I think it will turn out to be a big thing, as is targeted therapies based on molecular profiles. And the two may come together where we understand more about the immune system by understanding the genetics. So I think it’s a great time in the field.
I’ve been in the field for a long time. I’m astounded at how rapidly things are changing at this point.
It gives a great deal of confidence. So, Dr. Subudhi, you wrap up. What would you say to patients and family members and, as Darryl said, people who may be friends or supporters who hopefully would come to them, to their doctor, so that they get what’s right for them? What are the questions they should ask? How do they get at this?
First of all, I think it’s an exciting time to be in the field of prostate cancer just because of the rapid developments and the wonderful and promising drugs that are ahead. What they should be asking is what are the standard therapies, and what are the benefits of getting those standard therapies, and what are the negative side effects or quality-of-life issues that these standard therapies have? Then the next question is, is there a clinical trial that is ideal for me?

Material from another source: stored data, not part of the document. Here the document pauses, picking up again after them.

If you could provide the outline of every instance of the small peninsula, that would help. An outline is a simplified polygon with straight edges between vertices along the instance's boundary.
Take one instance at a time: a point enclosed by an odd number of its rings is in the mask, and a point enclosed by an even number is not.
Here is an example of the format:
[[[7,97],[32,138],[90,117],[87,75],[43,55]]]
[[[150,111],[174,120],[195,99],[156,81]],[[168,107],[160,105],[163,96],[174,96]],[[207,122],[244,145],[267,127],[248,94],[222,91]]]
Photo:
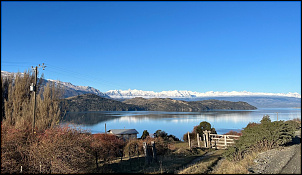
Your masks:
[[[100,97],[95,94],[83,94],[63,99],[62,111],[169,111],[200,112],[208,110],[255,110],[255,106],[247,102],[231,102],[224,100],[182,101],[171,98],[136,97],[123,102]]]

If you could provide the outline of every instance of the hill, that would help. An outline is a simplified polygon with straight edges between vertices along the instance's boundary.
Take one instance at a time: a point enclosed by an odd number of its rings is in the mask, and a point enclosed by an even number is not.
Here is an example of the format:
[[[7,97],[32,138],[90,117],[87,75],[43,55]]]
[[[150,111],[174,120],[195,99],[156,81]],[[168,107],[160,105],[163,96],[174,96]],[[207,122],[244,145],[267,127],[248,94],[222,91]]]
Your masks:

There have been patients that have been at my institution that I have sent to actually both of my colleagues’ institutions, because we didn’t have the right trial that fit our patient, and I thought they would be better served elsewhere. But that’s a conversation that needs to be had with the patient and the doctor, but that doctor also has to be open to referring to the right people who are experts in that field.
Okay, I think, Darryl, I’m all about what I call the powerful patient. I know sometimes there’s fear that overlays that, or sometimes as you say people feel all alone. First of all, through Malecare they’re not alone, are they?
That’s right. Through Malecare both in person and online, every man has a new brother. We borrow a line from a TV show about firemen that was available 10 years ago or so:yesterday you didn’t know you had a brother; today you have 10 new ones.
That’s a powerful concept for people to know that it’s not about anyone besides yourself, but there are other people that are like yourself. Around where we are today, five years ago we talked about hope, hope that research comes up with something. Today we talk about opportunity. We’ve transformed hope into opportunity, meaning there are now things you could actually choose to do. It’s not just about—and around choosing what to do. It’s not just about asking questions. It’s also about sharing who you are to your doctor. It’s also about speaking and saying this is what I want, this is who I am. How can you fit who I am?
We’ve heard that from all these three specialists. So I’m really encouraged. I want to thank you all for being with us.
Dan Petrylak from Yale, Dr. Phil Kantoff from Memorial Sloan Kettering, so Connecticut, New York, now let’s go to Houston. Dr. Subudhi from there, Darryl from New York as well and Malecare. I think we could have gotten way into the weeds related to science and names of drugs and this and that, and that’s readily available to you. Malecare has information on it, we do on my site, PatientPower.info through the Patient Empowerment Network, the sponsor of this program. There are some good sources for you.
But I think what comes out of this is an encouraging story, and I’m happy we can do it. Would you all agree, an encouraging story? All right, thank you so much for being with us. I’m Andrew Schorr. Thanks to the Patient Empowerment Network for their sponsorship of this program with support from Sanofi Oncology. Remember, knowledge can be the best medicine of all.